Settlement history

Rieden around 1912

Life in the nature park

Only a few prehistoric finds are known from the Reutten valley basin and the Lech valley. It is assumed that Celts came to the Lech Valley from the Allgäu area to go hunting in the Lechauen. They have left their traces. Axes, arrowheads and daggers indicate this. And also the old name "Lic" is said to come from the Celtic tribe of the Likatier. The "stone-rich" or also the "fast-flowing" is supposed to be the translation for "Lic". Both would apply!

Around 15 B.C. the Romans came under emperor Augustus. They built the Via Claudia Augusta. "Lic" became "Liccus", which is said to have the same two meanings in Latin.

From about 500 AD on, several waves of settlements passed over the area around the Tyrolean Lech. It is known that Alemannic tribes, Rhaeto-Romans, Bavarians and Walliser migrated into the area of today's nature park Tiroler Lech.

The Swabian children are a sad chapter in the history of the Lechtal. Often there was not enough food for the many children in a family. As soon as the snow allowed, the eldest had to go over the mountains to the neighboring Allgäu to Kempten or Isny to the children's markets, where they were hired out as cheap labor to rich Allgäu farmers for a season. When winter came again, they returned home to their families in Tyrol.

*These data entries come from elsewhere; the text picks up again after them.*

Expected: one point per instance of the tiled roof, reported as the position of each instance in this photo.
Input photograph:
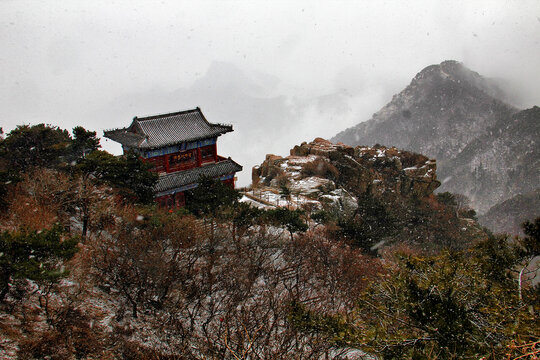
(168, 129)
(186, 177)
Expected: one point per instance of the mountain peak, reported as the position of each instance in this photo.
(455, 115)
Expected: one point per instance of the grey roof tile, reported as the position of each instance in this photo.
(168, 129)
(177, 179)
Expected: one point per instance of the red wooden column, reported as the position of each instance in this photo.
(167, 163)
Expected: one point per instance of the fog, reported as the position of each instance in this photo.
(280, 72)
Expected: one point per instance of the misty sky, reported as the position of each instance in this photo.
(280, 72)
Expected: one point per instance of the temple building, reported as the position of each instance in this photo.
(182, 146)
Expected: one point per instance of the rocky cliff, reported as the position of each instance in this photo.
(347, 181)
(485, 148)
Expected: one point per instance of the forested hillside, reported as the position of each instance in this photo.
(91, 268)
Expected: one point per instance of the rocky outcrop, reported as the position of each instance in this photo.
(485, 148)
(381, 171)
(377, 187)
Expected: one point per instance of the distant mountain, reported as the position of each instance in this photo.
(485, 148)
(379, 196)
(508, 216)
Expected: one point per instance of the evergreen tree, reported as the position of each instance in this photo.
(39, 145)
(128, 174)
(34, 255)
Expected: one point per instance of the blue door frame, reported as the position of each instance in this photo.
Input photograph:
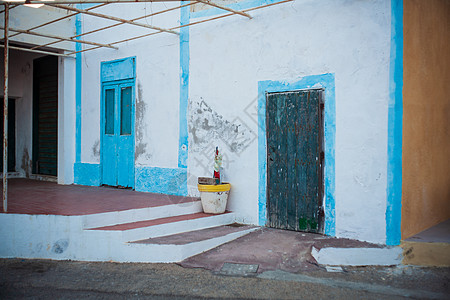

In earlier times, many craftsmen and tradesmen moved from the nature park region to foreign countries to make their fortune there. The Lechtalers still live up to their reputation as artistically talented people. The works of the wood sculptors and the acting performances of the Geierwallybühne, the largest open-air stage in Tyrol, are known beyond the borders.
Holzgau around 1909

Lech and people

Living with the Lech is not always easy. The Tyrolean Lech has two faces. Picturesque and playful with turquoise-blue water, it can look like a work of art that recreates itself every day. But after rainfall and during snowmelt, it can change its face in a matter of hours. Then it is dirty-brown with huge masses of water making their way.

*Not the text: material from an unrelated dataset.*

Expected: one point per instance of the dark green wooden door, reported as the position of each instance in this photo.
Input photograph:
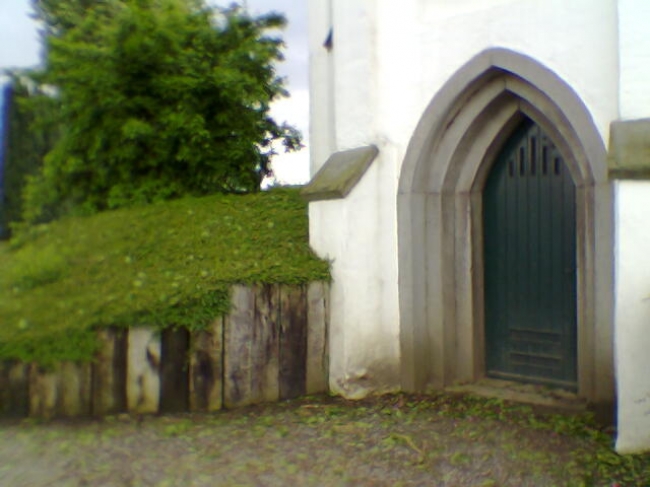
(530, 263)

People still refer to the Lech in the valley area as the "biggest landowner". But in order to be able to live along the Lech and to gain land for pastures and villages, they have first on a small scale, then on a larger scale, diverted the Lech into a smaller bed with walls and dams. What was well-intentioned turned out to be a mistake. The Lech needs space for its water masses. Floods overflowed the fortified banks and caused great damage. With the help of public funds to renaturalize the Lech in places. During the floods, it became clear that where the Lech had retained its wide riverbed, the damage was less than in the built-up sections of the riverbank.

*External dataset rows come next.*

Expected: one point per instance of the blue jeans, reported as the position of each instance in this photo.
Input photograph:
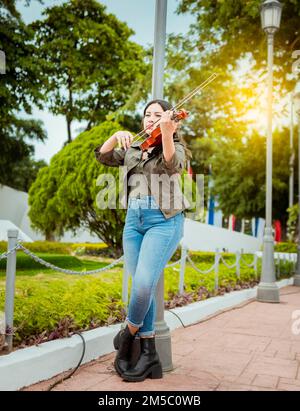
(149, 241)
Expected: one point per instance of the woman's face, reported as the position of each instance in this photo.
(152, 114)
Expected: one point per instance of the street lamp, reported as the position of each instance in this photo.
(296, 101)
(267, 290)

Even today, the Tyrolean Lech is gradually being freed from its obstructions. It is regarded throughout Europe as a prime example of successful river restoration.

"We live in the Tiroler Lech Nature Park!"

A phrase that constantly accompanies the people who are firmly rooted in this natural and cultural landscape and who preserve it with much dedication and effort.

The Tiroler Lech Nature Park is different - it is the only nature park in Tyrol in the valley area. Many protected areas in Tyrol are located in the mountains far away from inhabited areas. The Lech river with its side streams forms the largest contiguous protected area in the valley area of Tyrol. This extensive valley location represents a special feature, because the economic and permanent settlement area of the population along the Tyrolean Lech borders directly on the areas of natural significance. Nevertheless, the share of agriculturally used areas in the Tyrolean Lech Nature Park is not large. Only 6.2% of the protected areas are cultivated. These are agricultural intensive and extensive areas as well as grazed floodplain (forest pasture). In the middle and lower part of the Tyrolean Lech Valley there is a high percentage of agriculturally used land. Particularly in the municipalities of Weißenbach am Lech, Musau and Vils, farmed areas are protected.